Mineral Policy Center v. Norton
292 F. Supp.2d 30 (D.D.C. 2003)
The Bureau of Land Management
(BLM) revised their regulations governing hardrock mining activities on
public lands (43 C.F.R. §3809).
BLM originally had a
regulations designed to prevent "unnecessary or undue
degradation."
They had recently revised
their regulations to the "substantial irreparable harm" (SIH)
standard.
Under SIH, BLM would deny a
mining permit if the miner's plan could result in substantial
irreparable harm that could not be effectively mitigated.
The Bush administration came
into power, and BLM did an abrupt about-face and was revising §3809 to basically say that since
"unnecessary" sounded synonymous with "undue" only
unnecessary degradation would be prevented (and therefore degradation
that was undue but necessary would now be ok.)
Despite the fact that the
regulations says "unnecessary or undue", not "unnecessary and undue."

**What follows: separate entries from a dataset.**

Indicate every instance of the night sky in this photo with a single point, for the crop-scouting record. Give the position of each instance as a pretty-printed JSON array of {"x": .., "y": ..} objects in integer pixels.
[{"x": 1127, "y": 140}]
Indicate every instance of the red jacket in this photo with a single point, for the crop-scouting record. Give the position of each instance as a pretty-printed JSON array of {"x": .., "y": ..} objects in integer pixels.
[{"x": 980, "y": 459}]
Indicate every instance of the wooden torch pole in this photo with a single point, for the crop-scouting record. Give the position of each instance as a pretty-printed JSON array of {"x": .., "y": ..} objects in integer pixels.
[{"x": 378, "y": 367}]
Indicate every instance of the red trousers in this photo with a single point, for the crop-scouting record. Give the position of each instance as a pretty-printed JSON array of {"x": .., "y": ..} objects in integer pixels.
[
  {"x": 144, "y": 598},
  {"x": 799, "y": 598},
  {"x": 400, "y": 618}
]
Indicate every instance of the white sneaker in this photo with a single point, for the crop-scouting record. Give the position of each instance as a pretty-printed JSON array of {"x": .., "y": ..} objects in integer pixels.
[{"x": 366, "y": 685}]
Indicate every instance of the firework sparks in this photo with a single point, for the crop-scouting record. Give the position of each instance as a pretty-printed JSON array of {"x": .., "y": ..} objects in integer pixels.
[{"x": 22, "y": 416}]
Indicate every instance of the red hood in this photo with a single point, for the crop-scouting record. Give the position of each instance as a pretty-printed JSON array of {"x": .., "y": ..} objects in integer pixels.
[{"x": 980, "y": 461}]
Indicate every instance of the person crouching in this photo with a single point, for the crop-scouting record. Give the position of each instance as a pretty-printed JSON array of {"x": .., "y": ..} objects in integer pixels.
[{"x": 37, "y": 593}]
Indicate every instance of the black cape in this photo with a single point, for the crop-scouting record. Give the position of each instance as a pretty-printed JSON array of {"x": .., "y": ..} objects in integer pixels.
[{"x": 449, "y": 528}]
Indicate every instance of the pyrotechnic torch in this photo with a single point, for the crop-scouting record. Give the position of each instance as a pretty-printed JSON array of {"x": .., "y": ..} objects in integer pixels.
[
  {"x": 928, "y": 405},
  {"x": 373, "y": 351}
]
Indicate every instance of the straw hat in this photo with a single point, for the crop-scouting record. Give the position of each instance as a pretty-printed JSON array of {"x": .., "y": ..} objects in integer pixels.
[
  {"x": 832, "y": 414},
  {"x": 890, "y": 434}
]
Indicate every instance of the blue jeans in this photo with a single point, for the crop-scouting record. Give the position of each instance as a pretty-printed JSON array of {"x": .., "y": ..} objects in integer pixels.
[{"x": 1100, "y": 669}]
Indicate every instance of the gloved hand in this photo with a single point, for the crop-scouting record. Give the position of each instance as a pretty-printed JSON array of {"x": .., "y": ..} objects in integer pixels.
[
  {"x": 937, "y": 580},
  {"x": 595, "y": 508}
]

Environmental Groups, led by
the MPC sued for an injunction, claiming that the revisions would
substantially weaken or eliminate BLM's authority to protect lands from mining
activities.
The MPC argued that BLM's
governing Statute, the Federal Land Policy and Management Act of 1976 (FLPMA) required the BLM to "take any action necessary to prevent
unnecessary or undue degradation of the public lands."
BLM argued that the SIH
standard was overboard and outside of what FLPMA authorized. BLM was just going back to the
historical standard.
The Trial Court found for BLM.
The Trial Court found that FLPMA was clear and that BLM is to have regulations
that prevent unnecessary degradation but also degradation that, while
necessary to mining, is undue or excessive.
However, the Court found
that the terms "unnecessary" and "undue" are not
defined in FLPMA. As such, the
Court is to defer to Agency discretion on how to interpret ambiguous
terms within FLPMA.
See Chevron U.S.A.
Inc. v. Natural Resources Defense Council (467 U.S. 837 (1984)).